If you like books that keep your stomach tied up in knots, then you will enjoy all of these.
The Woman Outside My Door by Rachel Ryan.
A young mother is repeatedly told she is overwrought when she worries about her son’s new granny. The problem is, both his grandmothers have died, and one of them passed away only six months ago. The boy talks to his new granny on the phone and he meets her in the park, but his mom and dad never see her. His dad says its all in the boy’s imagination. He’s just grieving. Nothing to worry about. But mom worries anyway. Something is not right here.
As the boy’s parents cope with work, parenting, marriage, and their past histories they cannot reconcile their different perceptions of the new granny. This story takes lots of twists and turns before coming to a dramatic and surprising ending.

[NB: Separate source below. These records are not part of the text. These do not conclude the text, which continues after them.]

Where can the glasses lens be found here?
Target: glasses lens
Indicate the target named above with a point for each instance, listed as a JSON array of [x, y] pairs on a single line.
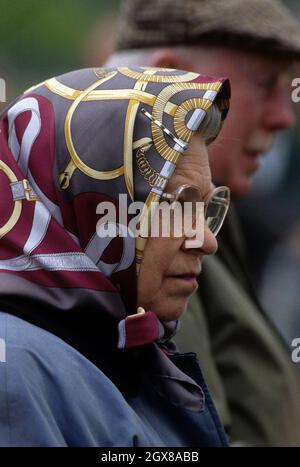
[[217, 207]]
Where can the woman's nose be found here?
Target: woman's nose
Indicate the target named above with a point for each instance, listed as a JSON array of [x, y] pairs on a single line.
[[210, 244], [207, 245]]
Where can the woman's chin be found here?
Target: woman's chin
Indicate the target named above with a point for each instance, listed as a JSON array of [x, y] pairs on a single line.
[[170, 311]]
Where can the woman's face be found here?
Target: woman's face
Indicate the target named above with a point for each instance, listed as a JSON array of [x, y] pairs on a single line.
[[168, 273]]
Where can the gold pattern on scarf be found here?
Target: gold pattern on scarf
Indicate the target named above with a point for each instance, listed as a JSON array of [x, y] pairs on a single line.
[[147, 171], [179, 119], [77, 162], [9, 225], [159, 139], [149, 76]]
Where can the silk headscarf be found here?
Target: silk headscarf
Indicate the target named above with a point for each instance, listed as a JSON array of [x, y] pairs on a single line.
[[67, 145]]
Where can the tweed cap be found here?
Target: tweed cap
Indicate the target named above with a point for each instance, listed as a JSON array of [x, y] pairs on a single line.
[[264, 26]]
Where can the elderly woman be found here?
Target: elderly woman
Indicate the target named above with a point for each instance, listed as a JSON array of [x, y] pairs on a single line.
[[89, 301]]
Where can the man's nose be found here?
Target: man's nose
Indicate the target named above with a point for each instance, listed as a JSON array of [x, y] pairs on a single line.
[[278, 113]]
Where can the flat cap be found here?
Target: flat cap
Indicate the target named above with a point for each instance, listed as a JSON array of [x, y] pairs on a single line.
[[265, 26]]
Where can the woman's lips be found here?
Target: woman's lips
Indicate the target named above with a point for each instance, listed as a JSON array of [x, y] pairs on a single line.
[[187, 277], [190, 279]]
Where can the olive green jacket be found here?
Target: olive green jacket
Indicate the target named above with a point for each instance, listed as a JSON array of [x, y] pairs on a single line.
[[247, 367]]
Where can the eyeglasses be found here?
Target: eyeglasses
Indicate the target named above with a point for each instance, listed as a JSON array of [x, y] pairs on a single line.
[[216, 204]]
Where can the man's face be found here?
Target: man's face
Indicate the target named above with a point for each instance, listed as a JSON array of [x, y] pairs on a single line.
[[259, 107]]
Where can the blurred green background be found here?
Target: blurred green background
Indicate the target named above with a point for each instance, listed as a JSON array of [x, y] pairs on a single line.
[[42, 38]]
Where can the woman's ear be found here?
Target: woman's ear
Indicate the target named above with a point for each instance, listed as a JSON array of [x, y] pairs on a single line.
[[166, 58]]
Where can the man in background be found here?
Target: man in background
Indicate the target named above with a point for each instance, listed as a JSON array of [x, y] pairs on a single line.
[[246, 365]]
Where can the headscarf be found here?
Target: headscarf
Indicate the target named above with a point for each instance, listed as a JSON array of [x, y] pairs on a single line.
[[65, 146]]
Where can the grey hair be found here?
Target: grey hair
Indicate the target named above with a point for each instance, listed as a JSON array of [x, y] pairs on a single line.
[[211, 124]]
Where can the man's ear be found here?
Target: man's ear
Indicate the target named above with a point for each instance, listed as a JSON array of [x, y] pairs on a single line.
[[166, 58]]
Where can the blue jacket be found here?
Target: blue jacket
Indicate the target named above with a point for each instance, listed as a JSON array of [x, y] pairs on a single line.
[[51, 395]]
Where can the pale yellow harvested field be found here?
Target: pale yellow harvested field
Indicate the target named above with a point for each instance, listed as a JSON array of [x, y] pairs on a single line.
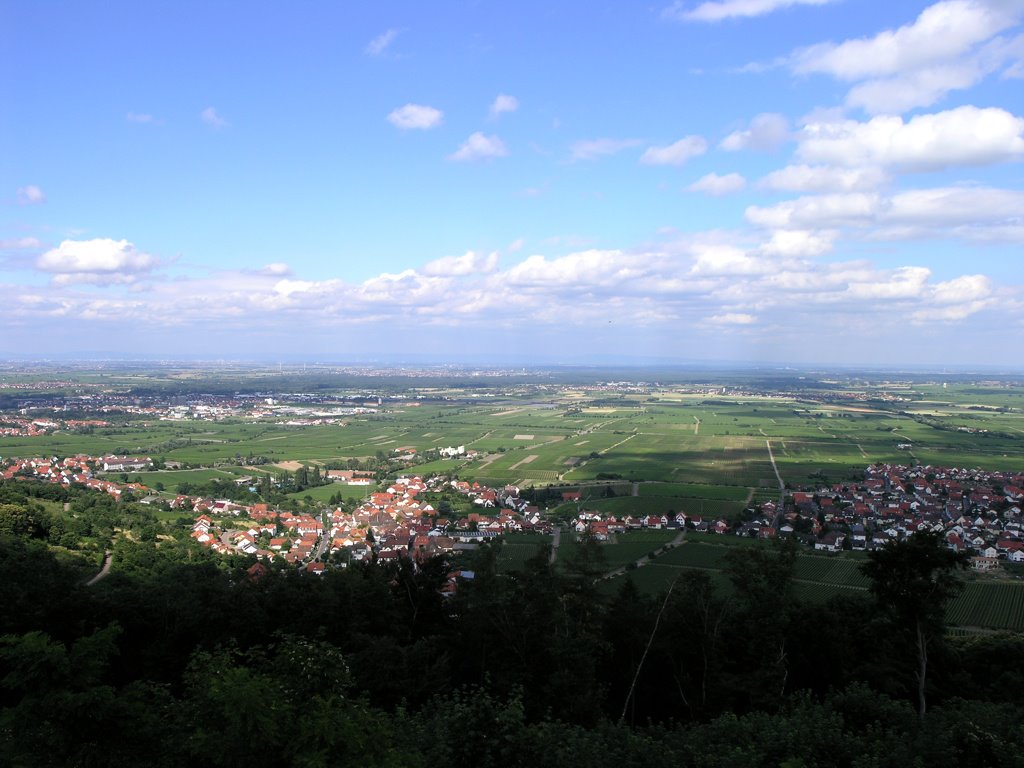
[[526, 460]]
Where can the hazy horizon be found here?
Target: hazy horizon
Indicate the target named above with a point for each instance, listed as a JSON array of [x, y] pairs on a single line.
[[791, 181]]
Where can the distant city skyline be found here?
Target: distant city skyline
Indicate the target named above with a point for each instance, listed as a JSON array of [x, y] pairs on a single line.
[[787, 181]]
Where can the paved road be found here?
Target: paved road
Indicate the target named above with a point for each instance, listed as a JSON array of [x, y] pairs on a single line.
[[781, 488], [103, 570]]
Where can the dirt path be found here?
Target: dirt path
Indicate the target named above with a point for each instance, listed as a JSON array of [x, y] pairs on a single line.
[[554, 545], [771, 456], [680, 537], [482, 436], [620, 443], [527, 460], [108, 559]]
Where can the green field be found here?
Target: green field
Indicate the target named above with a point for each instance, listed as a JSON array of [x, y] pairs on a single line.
[[983, 603]]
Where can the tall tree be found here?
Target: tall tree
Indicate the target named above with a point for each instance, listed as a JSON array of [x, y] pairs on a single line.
[[913, 580]]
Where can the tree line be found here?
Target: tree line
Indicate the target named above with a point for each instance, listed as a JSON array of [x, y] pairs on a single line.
[[181, 657]]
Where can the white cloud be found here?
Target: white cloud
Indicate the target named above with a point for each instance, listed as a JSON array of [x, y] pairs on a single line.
[[718, 11], [715, 184], [767, 132], [415, 117], [379, 45], [950, 46], [932, 213], [954, 206], [719, 259], [503, 103], [942, 32], [30, 195], [732, 318], [798, 244], [965, 136], [14, 243], [597, 147], [212, 119], [275, 269], [469, 263], [95, 256], [479, 146], [819, 211], [824, 178], [675, 154]]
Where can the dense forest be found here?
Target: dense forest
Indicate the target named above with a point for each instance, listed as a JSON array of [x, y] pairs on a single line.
[[179, 657]]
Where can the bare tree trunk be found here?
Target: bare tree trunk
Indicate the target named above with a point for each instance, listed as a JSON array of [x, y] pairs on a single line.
[[922, 668]]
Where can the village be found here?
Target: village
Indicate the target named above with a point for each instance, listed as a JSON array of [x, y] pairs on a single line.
[[976, 511]]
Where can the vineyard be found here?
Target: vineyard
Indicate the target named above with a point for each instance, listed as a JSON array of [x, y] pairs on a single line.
[[829, 570], [989, 604], [516, 550]]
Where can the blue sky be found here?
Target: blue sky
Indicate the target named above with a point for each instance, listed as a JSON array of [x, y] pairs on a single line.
[[772, 180]]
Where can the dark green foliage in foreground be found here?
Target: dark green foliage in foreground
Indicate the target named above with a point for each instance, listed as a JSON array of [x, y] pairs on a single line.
[[178, 658]]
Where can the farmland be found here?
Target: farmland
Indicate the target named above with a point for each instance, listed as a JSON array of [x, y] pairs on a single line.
[[700, 450], [984, 603]]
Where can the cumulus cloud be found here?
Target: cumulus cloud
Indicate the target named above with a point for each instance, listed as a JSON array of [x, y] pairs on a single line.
[[823, 178], [723, 9], [597, 147], [470, 262], [212, 119], [798, 244], [715, 184], [274, 269], [100, 255], [938, 212], [941, 32], [479, 146], [100, 261], [720, 281], [950, 45], [30, 195], [14, 243], [965, 136], [819, 211], [676, 153], [379, 45], [767, 132], [720, 259], [732, 318], [502, 103], [415, 117]]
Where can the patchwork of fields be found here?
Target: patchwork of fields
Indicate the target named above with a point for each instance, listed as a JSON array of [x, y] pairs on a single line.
[[984, 604]]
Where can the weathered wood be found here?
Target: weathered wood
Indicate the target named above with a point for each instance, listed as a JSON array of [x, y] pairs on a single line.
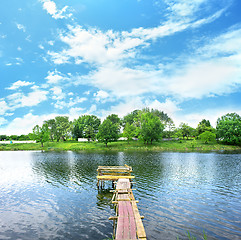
[[111, 178], [126, 227], [129, 222]]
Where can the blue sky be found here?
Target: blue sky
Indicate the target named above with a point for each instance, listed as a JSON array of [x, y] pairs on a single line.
[[75, 57]]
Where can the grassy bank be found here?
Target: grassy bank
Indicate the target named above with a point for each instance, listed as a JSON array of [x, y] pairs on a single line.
[[178, 146]]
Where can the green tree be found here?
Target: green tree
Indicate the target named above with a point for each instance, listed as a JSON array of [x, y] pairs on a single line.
[[130, 118], [52, 128], [169, 128], [204, 126], [129, 131], [41, 134], [86, 126], [229, 128], [3, 137], [207, 136], [151, 127], [186, 130], [63, 127], [108, 132]]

This is a fast-paced story that will keep you enthralled as the mystery unravels.
From a Buick 8 by Stephen King.
Stephen King knows how to make the incredible credible, and in this story we are convinced that there is a car that sometimes comes to life. When it does, the temperature goes down and bright light streams out from the car and the storage shed where it is kept. It may even make people disappear; we’re not sure. One person has definitely left town inexplicably, but maybe he just wanted to get away. Maybe.
This car may also give birth, kind of. Sometimes odd things appear in the shed after a bright light incident, and sometimes they don’t. The people who watch over it are state police officers, and they have all agreed to keep the whole thing secret. They do this for years and in the process we get to know them all quite well. We like them, so we don’t want anything bad to happen to them. That’s why you have to keep reading to the very end.
The Push by Ashley Audrain.
New motherhood is fraught with insecurities at the best of times, but sometimes a mom doesn’t immediately fall in love with her new baby. She does all the right things, but struggles to bond with this new little person.
The Push imagines what it would be like if that disconnect continues into the child’s early years. As we watch this mother and her child, we start to think that maybe her hunches are right. There is something unlovable about this child; but that is a terrible thought. Children are innocent, right?
As time goes by, the mother is repeatedly told she has the wrong idea, and that the child would be a lot happier if mom would just try harder to be more loving. But then things go from bad to worse.
This book was sometimes hard for me to read because it filled me with dread, but it was a page-turner that kept me enthralled to the very end.